How do we know we're finding all of the zeros to Riemann zeta function?

Question

I've seen it reported that we've found all of the nontrivial zeros to the Riemann zeta function up to some large height, and that all of them have real part $1/2$; i.e. a counterexample would need imaginary part larger than that. But how do we know that we are not missing any zeros?

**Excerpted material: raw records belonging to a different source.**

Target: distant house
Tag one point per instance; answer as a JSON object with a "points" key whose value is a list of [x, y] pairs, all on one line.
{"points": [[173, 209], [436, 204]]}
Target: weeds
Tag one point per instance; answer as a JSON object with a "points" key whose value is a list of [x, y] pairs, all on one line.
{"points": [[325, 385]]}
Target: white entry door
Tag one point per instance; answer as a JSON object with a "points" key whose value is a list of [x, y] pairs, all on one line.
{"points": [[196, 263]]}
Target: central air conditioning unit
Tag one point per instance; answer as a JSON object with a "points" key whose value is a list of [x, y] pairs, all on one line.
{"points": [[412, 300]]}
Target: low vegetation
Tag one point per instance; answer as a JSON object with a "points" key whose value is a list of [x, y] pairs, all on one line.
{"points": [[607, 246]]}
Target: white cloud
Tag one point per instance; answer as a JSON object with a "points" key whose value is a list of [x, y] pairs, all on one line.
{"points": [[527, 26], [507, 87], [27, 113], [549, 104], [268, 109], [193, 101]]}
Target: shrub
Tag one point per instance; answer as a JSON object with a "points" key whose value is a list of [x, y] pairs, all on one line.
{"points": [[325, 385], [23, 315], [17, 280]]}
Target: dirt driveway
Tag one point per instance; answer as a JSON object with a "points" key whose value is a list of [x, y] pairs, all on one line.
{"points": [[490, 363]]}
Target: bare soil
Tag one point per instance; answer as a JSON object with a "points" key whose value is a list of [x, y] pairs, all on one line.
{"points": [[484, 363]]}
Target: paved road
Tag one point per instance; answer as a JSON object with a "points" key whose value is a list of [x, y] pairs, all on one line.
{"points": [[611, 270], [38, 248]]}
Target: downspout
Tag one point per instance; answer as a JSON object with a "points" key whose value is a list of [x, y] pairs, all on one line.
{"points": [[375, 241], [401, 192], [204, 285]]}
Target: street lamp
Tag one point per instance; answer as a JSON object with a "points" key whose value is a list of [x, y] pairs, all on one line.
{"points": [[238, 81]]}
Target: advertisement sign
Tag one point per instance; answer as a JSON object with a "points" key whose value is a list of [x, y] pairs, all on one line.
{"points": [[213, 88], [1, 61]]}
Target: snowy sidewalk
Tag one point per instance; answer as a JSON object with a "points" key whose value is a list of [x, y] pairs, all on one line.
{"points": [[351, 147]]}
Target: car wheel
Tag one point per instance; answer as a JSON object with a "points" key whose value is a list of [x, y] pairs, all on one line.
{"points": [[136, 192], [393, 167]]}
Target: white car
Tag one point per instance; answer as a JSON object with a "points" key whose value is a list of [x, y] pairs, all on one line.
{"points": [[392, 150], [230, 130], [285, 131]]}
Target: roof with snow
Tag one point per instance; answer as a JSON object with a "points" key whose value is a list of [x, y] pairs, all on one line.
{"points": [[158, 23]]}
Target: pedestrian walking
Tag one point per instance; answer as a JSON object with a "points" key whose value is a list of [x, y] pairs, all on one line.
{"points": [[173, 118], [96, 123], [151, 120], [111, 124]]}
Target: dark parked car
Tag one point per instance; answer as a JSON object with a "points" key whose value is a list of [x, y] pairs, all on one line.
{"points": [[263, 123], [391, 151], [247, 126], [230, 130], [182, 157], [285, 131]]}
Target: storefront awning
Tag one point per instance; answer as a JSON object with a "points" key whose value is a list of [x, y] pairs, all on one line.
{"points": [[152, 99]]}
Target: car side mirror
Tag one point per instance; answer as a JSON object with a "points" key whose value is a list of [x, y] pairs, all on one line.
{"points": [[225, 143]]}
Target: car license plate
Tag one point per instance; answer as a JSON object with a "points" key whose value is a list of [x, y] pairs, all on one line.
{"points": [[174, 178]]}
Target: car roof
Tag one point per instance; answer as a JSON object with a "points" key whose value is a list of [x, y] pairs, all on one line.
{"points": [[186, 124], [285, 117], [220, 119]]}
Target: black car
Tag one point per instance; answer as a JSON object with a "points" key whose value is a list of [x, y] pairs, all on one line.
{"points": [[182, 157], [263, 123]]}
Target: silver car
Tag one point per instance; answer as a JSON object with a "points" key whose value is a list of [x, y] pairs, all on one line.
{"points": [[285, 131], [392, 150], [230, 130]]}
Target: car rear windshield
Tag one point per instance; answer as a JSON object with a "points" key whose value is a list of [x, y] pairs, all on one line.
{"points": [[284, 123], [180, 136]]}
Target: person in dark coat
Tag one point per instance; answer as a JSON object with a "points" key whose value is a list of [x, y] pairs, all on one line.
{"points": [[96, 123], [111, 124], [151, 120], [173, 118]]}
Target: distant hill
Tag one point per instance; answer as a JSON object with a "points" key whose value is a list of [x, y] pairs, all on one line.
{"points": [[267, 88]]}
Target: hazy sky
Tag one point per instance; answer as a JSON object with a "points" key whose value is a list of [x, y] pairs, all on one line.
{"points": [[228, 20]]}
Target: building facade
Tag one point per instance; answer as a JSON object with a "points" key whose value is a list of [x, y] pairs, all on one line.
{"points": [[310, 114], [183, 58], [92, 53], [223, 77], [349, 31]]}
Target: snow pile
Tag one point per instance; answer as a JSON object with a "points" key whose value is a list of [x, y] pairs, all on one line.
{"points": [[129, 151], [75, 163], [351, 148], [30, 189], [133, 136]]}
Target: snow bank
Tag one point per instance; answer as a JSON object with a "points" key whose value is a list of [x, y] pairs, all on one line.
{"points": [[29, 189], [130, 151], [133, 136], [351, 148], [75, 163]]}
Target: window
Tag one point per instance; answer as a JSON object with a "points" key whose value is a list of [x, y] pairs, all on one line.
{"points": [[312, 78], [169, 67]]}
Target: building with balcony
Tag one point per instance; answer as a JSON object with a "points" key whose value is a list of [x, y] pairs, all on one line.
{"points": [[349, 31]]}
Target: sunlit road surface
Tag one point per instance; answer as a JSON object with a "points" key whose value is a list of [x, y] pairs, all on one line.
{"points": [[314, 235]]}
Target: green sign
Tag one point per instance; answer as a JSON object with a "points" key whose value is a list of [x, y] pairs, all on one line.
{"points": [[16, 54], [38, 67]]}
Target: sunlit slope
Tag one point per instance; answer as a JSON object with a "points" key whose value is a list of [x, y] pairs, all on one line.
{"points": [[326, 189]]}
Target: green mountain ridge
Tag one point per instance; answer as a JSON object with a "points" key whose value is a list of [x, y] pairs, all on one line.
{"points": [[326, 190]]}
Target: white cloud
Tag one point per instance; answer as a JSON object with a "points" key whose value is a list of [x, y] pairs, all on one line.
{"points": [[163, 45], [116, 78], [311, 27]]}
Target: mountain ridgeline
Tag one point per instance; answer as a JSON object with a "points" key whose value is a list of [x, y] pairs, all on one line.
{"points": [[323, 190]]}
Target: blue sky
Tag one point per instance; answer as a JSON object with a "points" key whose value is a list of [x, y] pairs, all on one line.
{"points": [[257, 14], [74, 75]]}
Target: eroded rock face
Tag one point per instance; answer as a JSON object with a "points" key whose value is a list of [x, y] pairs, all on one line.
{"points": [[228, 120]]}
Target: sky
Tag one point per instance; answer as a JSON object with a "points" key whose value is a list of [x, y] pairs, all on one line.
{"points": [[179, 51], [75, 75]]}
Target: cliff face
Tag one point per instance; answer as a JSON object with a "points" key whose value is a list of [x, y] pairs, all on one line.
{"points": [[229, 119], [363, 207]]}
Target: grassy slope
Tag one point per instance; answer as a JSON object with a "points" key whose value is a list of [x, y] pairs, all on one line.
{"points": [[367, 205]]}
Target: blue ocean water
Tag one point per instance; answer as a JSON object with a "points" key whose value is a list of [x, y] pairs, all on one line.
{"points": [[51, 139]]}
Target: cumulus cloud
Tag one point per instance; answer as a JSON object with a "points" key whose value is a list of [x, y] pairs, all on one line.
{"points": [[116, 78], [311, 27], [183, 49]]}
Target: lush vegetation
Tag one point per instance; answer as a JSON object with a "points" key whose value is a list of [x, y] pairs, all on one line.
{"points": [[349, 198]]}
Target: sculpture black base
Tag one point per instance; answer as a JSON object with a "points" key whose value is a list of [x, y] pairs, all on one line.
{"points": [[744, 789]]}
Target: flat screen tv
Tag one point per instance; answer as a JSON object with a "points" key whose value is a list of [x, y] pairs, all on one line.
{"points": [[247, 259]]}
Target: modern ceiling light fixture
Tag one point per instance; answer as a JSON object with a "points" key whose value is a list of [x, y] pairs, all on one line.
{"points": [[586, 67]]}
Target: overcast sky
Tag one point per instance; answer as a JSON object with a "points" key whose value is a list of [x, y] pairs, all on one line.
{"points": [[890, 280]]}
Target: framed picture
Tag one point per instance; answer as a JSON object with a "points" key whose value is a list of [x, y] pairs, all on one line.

I found a formula for counting the number of zeros $N(T)$ up to some height $T$:

$$N(T) = \frac{T}{2\pi}\left(\log\frac{T}{2\pi} - 1\right) + O(\log T)$$

Wikipedia says (without citation) and explicit form of the error is:

$$N(T) < \frac{T}{2\pi}\left(\log\frac{T}{2\pi} - 1\right) - \frac{7}{8} + 0.137\log T + 0.443\log\log T + 4.350$$

For illustration, the 3rd zero is reported as having $T=25.01085...$ If we plug that in to the inequality, we get $N(T)<5.95$. So since we only found three zeros, who's to say there aren't 2 zeros hiding out somewhere with real part $\neq 1/2$, imaginary part $<25$? Obviously this gets much more loose when we're talking about zeros up to $10^{20}$ or whatever.

Answer 1

The zeta function is so well-understood in many ways that we can actually accomplish this task. Here is the general strategy (of course, actual computational implementations are much more complicated in an effort to gain as much speed as possible). First, we:

• Make a function that can evaluate the completed zeta function $\xi(s)$ to however much precision you need. Not trivial (especially for fast calculation), but definitely doable.
• Note that the combination of the functional equation and Schwarz reflection gives us the identity $\xi(1-\bar s) = \overline{\xi(s)}$. In particular, $\xi(s)$ is real-valued on the critical line $\sigma=\frac12$.
• That means we can sample $\xi(s)$ at many values on the critical line and look for sign changes; every time we have a sign change between two sampled values, it is guaranteed that $\xi(s)$ (and hence $\zeta(s)$) has at least one zero on the critical line between the two sample points, by the usual intermediate value theorem.
• In this way, for example, we can show that $\zeta(s)$ has at least $29$ zeros up to height $H=100$. (There might be multiple zeros in those sampled intervals or zeros off of the critical line; but we can be sure that there are at least $29$ zeros.)

Then, independently we:

• Make a function that can evaluate the argument of the zeta function, and hence $S(T) = \frac1\pi \arg\zeta\big( \frac12+iT \big)$, to a reasonable precision. Again, not trivial but definitely doable.
• Derive a version of the formula $N(T) = \frac T{2\pi} \log\frac T{2\pi e} + \frac78 + S(T) + O\big( \frac1T \big)$ with an explicit constant---that is, with an error term that is at most $\frac CT$ in absolute value for some explicit $C>0$.
• Then, simply calculate the right-hand side of that explicit version of the formula. Note the answer must be an integer, so we don't even need our calculations to be all that precise!
• In this way, for example, we calculate $N(100)$ and the answer “just happens” to be $29$. Therefore we know that there are no zeros other than the ones we found on the critical line (and, for that matter, that all those zeros are simple; it is indeed also conjectured that all zeros of $\zeta(s)$ are simple zeros). We just verified the Riemann hypothesis up to height $100$!